In all, 156 JIRAs were resolved in this release. Notable work done includes:
- Initial import of code into Apache. (SAMZA-1)
- Upgraded to YARN 2.2 from YARN 2.05-alpha. (SAMZA-9)
- Numerous state management bug fixes.
- Java 7 support. (SAMZA-16)
- A ton of work on documentation, tutorials, hello-samza, and Javadocs.
- Scala 2.10 support, and removal of support for Scala 2.8 (SAMZA-128, SAMZA-160)
- One-off resets for input stream offsets. (SAMZA-180)
- Upgrade to support Apache Kafka 0.8.1, which includes log compaction. (SAMZA-180)
- A consensus based shutdown API. (SAMZA-253)
- A pluggable message sorting API. (SAMZA-2)

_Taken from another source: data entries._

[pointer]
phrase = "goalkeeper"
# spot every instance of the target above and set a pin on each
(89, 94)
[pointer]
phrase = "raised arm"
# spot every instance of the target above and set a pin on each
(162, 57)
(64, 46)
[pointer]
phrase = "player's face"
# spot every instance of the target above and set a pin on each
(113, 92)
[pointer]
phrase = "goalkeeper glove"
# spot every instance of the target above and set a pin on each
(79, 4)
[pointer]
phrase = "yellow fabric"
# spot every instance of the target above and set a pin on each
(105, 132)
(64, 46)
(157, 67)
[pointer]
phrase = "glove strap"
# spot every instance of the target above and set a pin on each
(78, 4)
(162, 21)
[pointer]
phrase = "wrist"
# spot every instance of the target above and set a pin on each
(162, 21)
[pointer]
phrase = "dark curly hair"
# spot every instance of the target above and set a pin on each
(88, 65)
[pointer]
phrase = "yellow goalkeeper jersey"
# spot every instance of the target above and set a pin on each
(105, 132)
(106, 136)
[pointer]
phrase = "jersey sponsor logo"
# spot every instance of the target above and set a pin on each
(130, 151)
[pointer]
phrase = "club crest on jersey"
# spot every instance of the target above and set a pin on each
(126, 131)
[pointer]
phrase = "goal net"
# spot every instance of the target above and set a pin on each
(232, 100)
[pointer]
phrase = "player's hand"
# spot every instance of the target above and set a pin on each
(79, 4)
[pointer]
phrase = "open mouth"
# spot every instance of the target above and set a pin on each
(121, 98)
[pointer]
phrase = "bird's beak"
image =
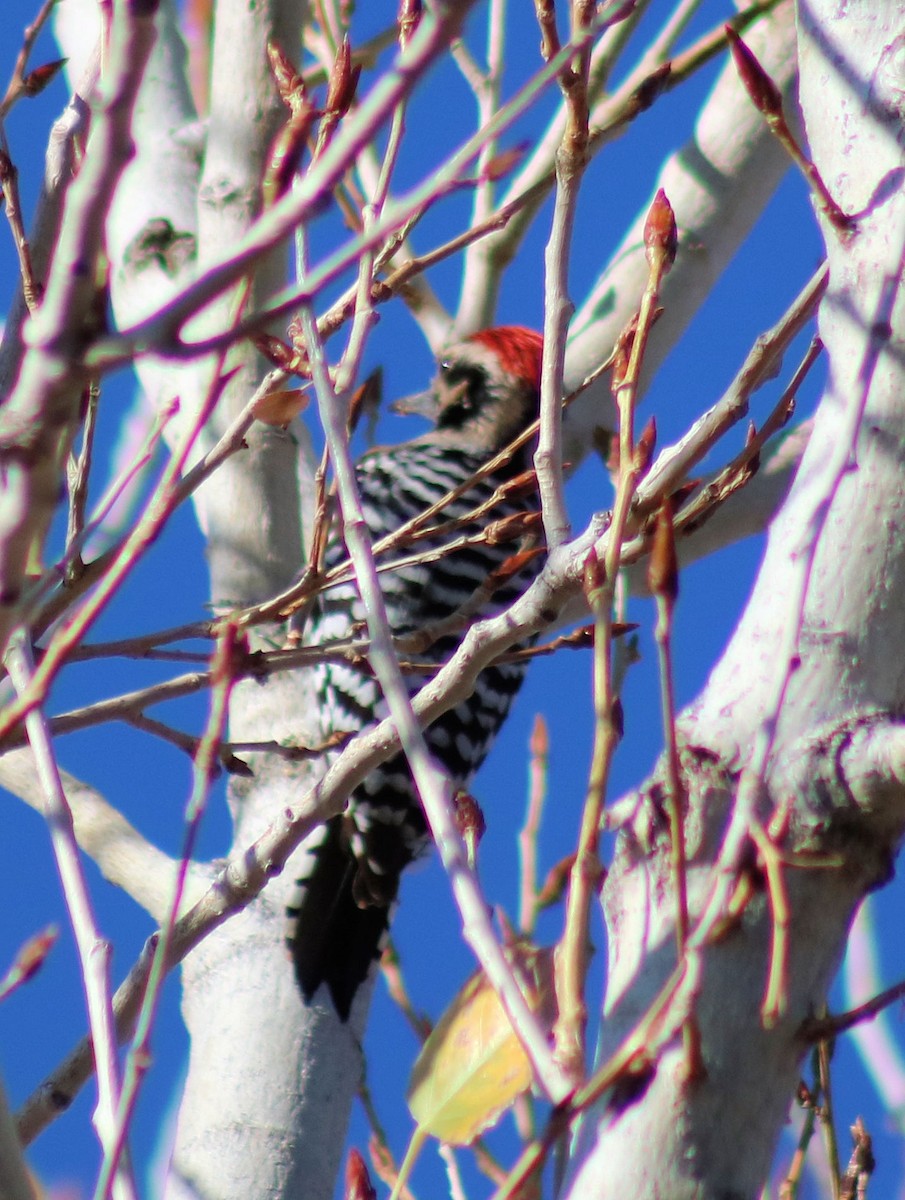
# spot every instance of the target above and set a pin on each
(420, 403)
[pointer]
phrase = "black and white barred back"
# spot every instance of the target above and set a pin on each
(486, 393)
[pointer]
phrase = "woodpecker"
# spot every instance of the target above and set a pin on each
(485, 394)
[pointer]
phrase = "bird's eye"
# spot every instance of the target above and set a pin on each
(462, 385)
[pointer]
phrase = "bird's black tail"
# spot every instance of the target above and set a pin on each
(335, 941)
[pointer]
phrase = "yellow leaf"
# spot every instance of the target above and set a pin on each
(473, 1067)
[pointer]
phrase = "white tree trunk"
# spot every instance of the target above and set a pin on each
(826, 621)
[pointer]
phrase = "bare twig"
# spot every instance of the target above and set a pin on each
(94, 951)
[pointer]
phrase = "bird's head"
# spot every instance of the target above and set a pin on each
(487, 389)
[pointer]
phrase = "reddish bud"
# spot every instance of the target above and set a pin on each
(663, 568)
(289, 83)
(469, 822)
(593, 576)
(765, 95)
(37, 79)
(286, 156)
(556, 882)
(343, 82)
(649, 89)
(358, 1179)
(510, 528)
(622, 354)
(660, 233)
(408, 19)
(29, 960)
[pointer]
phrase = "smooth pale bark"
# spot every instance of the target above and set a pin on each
(831, 748)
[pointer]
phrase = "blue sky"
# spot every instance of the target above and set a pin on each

We've also made a lot of community progress during this release:
- Added 4 new committers (Garry Turkington, Martin Kleppmann, Zhijie Shen, and Yan Fang).

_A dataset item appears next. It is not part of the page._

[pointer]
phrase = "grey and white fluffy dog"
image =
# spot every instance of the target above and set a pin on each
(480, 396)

- Accepted patches from 14 distinct contributors.
- Presented on Samza's architecture and usage.
- Had over 1000 emails to the developer mailing list.
Even after all this work, there's still a lot to be done. In our next release (0.8.0), we're planning to focus on performance. This work includes:
- Switching Samza's state feature to use RocksDB instead of LevelDB. (SAMZA-236)
- Supporting pluggable partition-container assignment strategies. (SAMZA-71)
- Improving consumer performance. (SAMZA-245)
- Upgrading Samza's YARN UI. (SAMZA-32, SAMZA-237, SAMZA-290)
I'd like to close by thanking everyone who's been involved in the project. It's been a great experience to be involved in this community, and I look forward to its continued growth.